A report in the Beijing News on Monday quoted Guo Shuren, a core member of the China Satellite Navigation System's development team, as saying that the system is expected to start providing free services to civilian users in the Asia-Pacific region in the first half of 2013.
China has successfully launched five satellites for Beidou this year in an effort to eventually weave a constellation of 35 satellites by 2020, at which point it could rival the U.S. Global Positioning System (GPS) and Russia's Global Navigation Satellite System (GLONASS) for services around the Earth.
So far, the Beidou system has a total of 15 satellites, five in geostationary orbit, five in inclined geostationary orbit and five in medium Earth orbit, according to the management office.
Ran Chengqi, spokesman and director of the office, said in December last year that six more satellites will be launched in 2012 to further improve Beidou and expand its service area to cover most parts of the Asia-Pacific.
Since it started to function on a trial basis on December 27th, 2011, Beidou has been stable and its services have been increased and improved, said a spokesman of the office on September 19th after the successful launch of the 14th and 15th satellites.
The 16th will probably be launched in the last 10 days of October, according to the Beijing News report.
China started to build up its own space-based Positioning, Navigation and Timing (PNT) system in 2000 by launching the first satellite for an experimental version of the Beidou.
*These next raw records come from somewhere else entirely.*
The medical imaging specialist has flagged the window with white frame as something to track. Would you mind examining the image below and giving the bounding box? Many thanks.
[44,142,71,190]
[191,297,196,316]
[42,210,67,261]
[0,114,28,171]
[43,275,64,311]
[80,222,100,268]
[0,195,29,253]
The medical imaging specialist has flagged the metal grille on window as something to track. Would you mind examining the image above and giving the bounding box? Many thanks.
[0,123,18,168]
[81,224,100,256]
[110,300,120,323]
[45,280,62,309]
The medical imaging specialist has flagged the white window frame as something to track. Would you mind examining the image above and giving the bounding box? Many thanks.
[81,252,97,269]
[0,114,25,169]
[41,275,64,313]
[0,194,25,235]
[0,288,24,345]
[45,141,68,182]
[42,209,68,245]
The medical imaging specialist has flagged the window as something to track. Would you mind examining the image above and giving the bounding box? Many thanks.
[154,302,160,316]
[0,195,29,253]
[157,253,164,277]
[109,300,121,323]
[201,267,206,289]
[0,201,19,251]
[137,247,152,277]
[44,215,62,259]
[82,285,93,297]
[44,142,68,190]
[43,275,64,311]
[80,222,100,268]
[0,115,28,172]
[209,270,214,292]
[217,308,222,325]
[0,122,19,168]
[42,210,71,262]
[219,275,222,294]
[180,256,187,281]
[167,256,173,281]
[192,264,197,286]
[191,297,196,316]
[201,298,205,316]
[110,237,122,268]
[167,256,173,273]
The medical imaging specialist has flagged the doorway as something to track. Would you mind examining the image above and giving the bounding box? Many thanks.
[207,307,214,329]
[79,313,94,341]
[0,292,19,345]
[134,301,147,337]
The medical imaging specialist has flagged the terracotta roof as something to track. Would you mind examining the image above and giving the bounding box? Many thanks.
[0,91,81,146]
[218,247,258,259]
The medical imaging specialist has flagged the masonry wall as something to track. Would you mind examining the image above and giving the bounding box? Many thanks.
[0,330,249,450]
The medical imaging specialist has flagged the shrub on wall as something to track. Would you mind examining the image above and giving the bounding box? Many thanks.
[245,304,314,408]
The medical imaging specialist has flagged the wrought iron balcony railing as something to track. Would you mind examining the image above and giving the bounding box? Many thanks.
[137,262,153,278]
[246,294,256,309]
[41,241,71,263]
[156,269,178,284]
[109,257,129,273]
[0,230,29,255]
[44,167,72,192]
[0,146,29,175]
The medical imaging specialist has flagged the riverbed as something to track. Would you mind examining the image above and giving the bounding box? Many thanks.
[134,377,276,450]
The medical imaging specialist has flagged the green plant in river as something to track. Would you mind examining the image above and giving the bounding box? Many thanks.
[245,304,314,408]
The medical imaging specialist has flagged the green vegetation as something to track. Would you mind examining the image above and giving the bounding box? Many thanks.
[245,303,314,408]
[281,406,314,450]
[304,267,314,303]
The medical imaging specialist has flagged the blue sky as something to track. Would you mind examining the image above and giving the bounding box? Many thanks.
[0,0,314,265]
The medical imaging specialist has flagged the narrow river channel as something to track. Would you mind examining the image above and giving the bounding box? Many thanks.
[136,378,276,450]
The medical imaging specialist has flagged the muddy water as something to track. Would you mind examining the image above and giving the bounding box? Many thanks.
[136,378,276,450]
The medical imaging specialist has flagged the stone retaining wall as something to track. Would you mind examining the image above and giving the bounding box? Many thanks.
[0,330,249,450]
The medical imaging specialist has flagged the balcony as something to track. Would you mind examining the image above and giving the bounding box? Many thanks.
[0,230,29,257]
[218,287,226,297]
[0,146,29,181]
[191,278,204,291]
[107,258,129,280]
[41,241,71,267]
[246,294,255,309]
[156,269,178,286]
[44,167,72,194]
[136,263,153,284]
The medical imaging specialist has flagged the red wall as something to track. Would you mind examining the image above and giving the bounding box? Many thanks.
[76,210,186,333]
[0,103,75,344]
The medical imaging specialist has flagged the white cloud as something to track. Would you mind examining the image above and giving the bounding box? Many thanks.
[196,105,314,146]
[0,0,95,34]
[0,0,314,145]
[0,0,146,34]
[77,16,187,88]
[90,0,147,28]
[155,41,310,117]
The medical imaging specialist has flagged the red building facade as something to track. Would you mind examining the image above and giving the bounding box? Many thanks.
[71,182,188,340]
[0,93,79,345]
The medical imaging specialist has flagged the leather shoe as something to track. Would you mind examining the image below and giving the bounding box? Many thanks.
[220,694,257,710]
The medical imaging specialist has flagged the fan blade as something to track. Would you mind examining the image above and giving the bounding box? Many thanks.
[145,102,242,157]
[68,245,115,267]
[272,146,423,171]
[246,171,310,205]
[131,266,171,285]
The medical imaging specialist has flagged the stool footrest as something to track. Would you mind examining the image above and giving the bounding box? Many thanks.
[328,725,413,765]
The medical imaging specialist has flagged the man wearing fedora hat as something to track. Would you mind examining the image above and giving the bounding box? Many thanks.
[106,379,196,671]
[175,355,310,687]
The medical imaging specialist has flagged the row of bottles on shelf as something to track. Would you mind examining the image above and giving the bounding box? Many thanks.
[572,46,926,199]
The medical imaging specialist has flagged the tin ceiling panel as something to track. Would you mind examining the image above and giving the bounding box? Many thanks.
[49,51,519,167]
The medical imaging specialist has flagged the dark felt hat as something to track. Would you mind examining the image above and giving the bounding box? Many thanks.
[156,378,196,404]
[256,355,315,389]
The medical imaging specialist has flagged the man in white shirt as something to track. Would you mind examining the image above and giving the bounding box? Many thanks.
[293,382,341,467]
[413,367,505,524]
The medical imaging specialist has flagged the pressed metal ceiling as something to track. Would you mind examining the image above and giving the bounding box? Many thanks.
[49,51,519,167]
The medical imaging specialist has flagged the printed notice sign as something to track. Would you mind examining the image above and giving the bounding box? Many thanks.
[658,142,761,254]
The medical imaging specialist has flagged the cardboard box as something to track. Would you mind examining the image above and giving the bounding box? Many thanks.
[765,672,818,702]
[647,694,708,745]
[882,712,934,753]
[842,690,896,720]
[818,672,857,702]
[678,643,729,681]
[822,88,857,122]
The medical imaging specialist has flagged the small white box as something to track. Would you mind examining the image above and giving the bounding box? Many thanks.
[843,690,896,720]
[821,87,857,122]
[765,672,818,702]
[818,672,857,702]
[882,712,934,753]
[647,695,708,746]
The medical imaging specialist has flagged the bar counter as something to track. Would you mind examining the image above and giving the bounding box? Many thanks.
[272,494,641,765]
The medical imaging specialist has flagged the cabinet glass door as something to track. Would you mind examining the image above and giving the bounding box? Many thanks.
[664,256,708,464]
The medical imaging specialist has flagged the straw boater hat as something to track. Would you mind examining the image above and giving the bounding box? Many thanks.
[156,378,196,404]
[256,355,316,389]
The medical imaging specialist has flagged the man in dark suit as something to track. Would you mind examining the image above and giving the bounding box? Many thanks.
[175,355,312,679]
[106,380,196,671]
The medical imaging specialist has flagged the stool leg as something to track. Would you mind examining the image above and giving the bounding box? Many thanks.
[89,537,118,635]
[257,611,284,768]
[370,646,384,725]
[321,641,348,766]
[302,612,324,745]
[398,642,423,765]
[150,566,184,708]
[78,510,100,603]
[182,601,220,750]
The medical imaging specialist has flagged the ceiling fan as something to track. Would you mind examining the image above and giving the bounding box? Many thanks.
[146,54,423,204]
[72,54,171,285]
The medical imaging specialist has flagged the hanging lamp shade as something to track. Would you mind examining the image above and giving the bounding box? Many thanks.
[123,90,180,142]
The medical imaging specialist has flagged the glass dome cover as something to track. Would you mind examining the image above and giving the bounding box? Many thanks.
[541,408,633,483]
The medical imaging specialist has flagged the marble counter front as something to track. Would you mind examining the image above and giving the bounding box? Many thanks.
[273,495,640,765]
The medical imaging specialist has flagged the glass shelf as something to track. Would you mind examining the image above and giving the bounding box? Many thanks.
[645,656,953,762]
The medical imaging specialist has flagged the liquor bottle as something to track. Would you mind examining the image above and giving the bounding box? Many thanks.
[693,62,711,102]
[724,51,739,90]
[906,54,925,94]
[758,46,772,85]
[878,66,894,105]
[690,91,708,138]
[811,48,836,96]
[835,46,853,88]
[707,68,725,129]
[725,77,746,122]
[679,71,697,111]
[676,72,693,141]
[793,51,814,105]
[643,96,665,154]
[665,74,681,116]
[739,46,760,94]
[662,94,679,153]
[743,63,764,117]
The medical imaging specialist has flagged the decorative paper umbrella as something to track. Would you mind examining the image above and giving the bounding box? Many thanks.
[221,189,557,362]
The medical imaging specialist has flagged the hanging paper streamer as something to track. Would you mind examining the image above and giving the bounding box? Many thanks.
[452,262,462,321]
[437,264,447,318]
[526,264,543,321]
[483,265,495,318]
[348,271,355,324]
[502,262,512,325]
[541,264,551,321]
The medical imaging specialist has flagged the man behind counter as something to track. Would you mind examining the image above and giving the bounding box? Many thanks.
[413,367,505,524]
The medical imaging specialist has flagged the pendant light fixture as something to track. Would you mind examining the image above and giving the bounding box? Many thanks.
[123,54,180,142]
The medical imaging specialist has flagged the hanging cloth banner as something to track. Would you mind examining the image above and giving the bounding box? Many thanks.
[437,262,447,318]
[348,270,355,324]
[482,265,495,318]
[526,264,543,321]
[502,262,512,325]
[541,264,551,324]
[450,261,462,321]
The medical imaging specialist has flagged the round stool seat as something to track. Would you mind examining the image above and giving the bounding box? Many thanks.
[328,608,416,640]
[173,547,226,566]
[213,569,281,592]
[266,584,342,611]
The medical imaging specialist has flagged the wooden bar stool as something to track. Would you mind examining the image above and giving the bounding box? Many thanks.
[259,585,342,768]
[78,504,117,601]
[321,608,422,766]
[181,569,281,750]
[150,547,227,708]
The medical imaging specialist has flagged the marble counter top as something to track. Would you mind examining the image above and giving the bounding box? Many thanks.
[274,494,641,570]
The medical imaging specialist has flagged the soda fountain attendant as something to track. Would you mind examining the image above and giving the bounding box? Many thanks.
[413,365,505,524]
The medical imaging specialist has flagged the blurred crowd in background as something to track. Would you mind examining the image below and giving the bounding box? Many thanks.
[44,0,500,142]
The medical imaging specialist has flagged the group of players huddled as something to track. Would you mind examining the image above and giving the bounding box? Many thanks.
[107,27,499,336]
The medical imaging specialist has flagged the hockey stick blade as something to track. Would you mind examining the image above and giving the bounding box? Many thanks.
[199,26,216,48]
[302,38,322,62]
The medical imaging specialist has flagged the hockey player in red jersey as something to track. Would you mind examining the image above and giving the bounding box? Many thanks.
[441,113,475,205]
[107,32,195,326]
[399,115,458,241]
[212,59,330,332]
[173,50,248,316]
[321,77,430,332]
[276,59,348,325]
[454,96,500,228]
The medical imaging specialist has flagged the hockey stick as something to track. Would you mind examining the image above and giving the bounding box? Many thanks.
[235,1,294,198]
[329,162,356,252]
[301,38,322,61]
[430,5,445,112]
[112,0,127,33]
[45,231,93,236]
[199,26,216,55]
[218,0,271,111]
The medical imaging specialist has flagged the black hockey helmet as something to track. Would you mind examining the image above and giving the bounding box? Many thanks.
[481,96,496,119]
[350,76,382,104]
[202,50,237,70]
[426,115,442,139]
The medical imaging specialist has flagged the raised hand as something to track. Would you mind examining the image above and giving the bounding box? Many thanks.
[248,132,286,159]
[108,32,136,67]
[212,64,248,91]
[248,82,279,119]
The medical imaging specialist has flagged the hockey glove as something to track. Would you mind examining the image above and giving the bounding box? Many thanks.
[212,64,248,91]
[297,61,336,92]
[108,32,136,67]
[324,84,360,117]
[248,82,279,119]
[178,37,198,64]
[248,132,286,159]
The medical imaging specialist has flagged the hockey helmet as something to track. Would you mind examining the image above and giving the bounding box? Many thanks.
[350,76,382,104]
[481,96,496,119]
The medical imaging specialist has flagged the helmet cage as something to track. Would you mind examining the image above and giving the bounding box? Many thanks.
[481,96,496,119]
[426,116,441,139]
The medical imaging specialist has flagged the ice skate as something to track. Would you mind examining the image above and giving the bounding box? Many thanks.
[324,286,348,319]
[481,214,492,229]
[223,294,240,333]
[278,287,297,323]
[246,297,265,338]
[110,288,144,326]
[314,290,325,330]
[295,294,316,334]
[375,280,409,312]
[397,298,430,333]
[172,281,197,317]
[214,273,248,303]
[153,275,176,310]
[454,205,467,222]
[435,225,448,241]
Beidou has since started providing licensed services for China's government and military users in transport, weather forecast, fishing, forestry, telecommunications, hydrological monitoring and mapping, according to the spokesman.
However, it is estimated that more than 95 percent of navigation terminals sold in China are GPS terminals.
To compete with foreign rivals, the Beidou terminal can communicate with the ground station by sending and receiving short messages, 120 Chinese characters in each, in addition to the navigation and timing functions that the world's other major navigation systems can provide.
During relief efforts after the 8.0-magnitude earthquake that hit China's southwest in 2008, the system's messaging role helped rescue teams keep smooth contact with each other and the headquarters.
According to the management office, Beidou's free service will be able to track locations within an accuracy of 10 meters, measure speeds within 0.2 meters per second and synchronize clocks with an accuracy of 10 nanoseconds.
Liao Chunfa, a veteran researcher of navigation satellite system, said the space-based PNT system is an essential strategic resource for a country and China should in no way rely on foreign systems in the long term and must develop Beidou unswervingly.
At the same time, Beidou is compatible and interoperable with GPS, the EU's Galileo system and Russia's GLONASS. According to Guo, Beidou's terminals for civilian users will be compatible with GPS.
"To ensure national security and meet the demand of access to services at any location on the planet, China should also develop alternative PNT systems as backups for the Beidou system," Liao suggested.